HCV Genotype 4d Replicons and Cells Containing the Replicons
[0089] Another embodiment of the present disclosure provides an isolated cell comprising a genotype 4d hepatitis C viral (HCV) RNA that replicates in the cell. In one aspect, there is an absence, in the cell, of a DNA construct encoding the RNA and thus copies of the HCV RNA are not transcribed from a DNA, such as cDNA, construct.
[0090] In one aspect, the cell comprises at least 10 copies of the RNA. In another aspect, the cell comprises at least 100, 500, 1000, 2000, 5000, 10,000, 1×105, 1×106, 1×107, 1×108 or 1×109 copies of the RNA.
[0091] The HCV RNA can be subgenomic HCV sequence or a full-length HCV sequence. In either case, RNA can include one or more of 5'NTR, an internal ribosome entry site (IRES), sequences encoding NS3, NS4A, NS4B, NS5A and NS5B, and a 3'NTR.
[0092] In any of the above embodiments, the HCV RNA can include an adaptive mutation that enables the RNA to replicate in the cell. Such adaptive mutations can include NS3 (E176G, A240V), NS4A (Q34R) and/or NS5A (S232G/I). In some embodiments, the mutations include either or both of NS4A (Q34R) and/or NS5A (S232G/I). In some embodiments, the mutations do not include NS3 (E176G and A240V).
[0093] Also contemplated are that the HCV RNA can be a RNA sequence that has at least about 75%, or about 80%, 85%, 90%, 95%, 98%, 99%, or about 99.5% sequence identity to any of the disclosed sequences, so long as it retains the corresponding adaptive mutation(s).
[0094] In one aspect, the cell is a eukaryotic cell such as a mammalian cell and in particular a human cell. In another aspect, the cell is hepatoma cell, such as but not limited to a Huh7 cell (e.g., Huh7-Lunet, 51C and 1C). It is herein discovered surprisingly that Huh7 1C cell is particularly permissive to the genotype 4d replicons and thus in one aspect, the cell is a Huh7 1C cell. In some aspects, the cell is placed at an in vitro or ex vivo condition.
Methods of Preparing Genotype 4d Replicons
[0095] After HCV genotype 4d replicons are identified, as shown in Example 1, introduction of the relevant adaptive mutation into a corresponding genotype HCV RNA can result in the RNA's capability to replicate, in particular in a mammalian cell in vitro. Accordingly, the present disclosure provides a method of improving the capability of a genotype 4d HCV viral RNA to replicate in a eukaryotic cell, comprising one or more of: (a) substituting residue 34 of NS4A with an arginine, (b) substituting residue 176 of NS3 with glycine, (c) substituting residue 240 of NS3 with valine, and/or (d) substituting 232 of NS5A with glycine or isoleucine. In one aspect, the method comprises at least two substitutions of (a)-(d). In one aspect, the method entails (a) substituting residue 34 of NS4A with an arginine, and/or (b) substituting residue 240 of NS3 with valine, but keeping the E176 and A240 residues of NS3 wild-type, i.e., not mutating these amino acid residues.

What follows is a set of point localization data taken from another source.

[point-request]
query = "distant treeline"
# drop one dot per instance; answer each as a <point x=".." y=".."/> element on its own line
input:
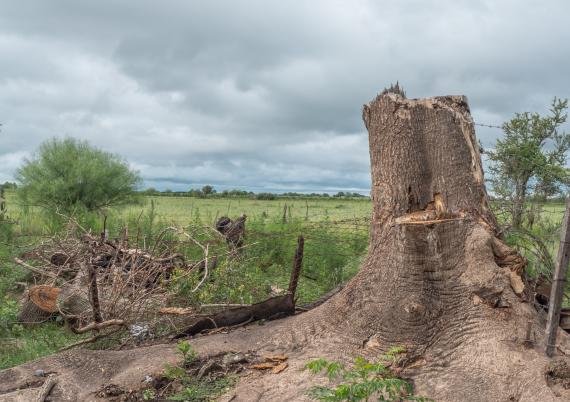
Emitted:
<point x="211" y="192"/>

Methods of Screening HCV Inhibitors Targeting Genotype 4d
[0096] Numerous known and unknown HCV inhibitors have been tested for their efficiency in inhibiting the genotype 4d HCV, in comparison with genotype 1b (Example 1). Some showed higher efficacy for genotype 4d, and some were not as efficacious. The usefulness of the new identified genotype 4d replicons, therefore, is adequately demonstrated.
[0097] Thus, the present disclosure also provides, in one embodiment, a method of identifying an agent that inhibits the replication or activity of a genotype 4d HCV, comprising contacting a cell of any embodiment of the present disclosure with a candidate agent, wherein a decrease of replication or a decrease of activity of a protein encoded by the RNA indicates that the agent inhibits the replication or activity of the HCV. In some aspects, the protein is one or more of NS3, NS4A, NS4B, NS5A or NS5B. Replication of the RNA, in one aspect, can be measured by a reporter gene on the RNA, such as the luciferase gene.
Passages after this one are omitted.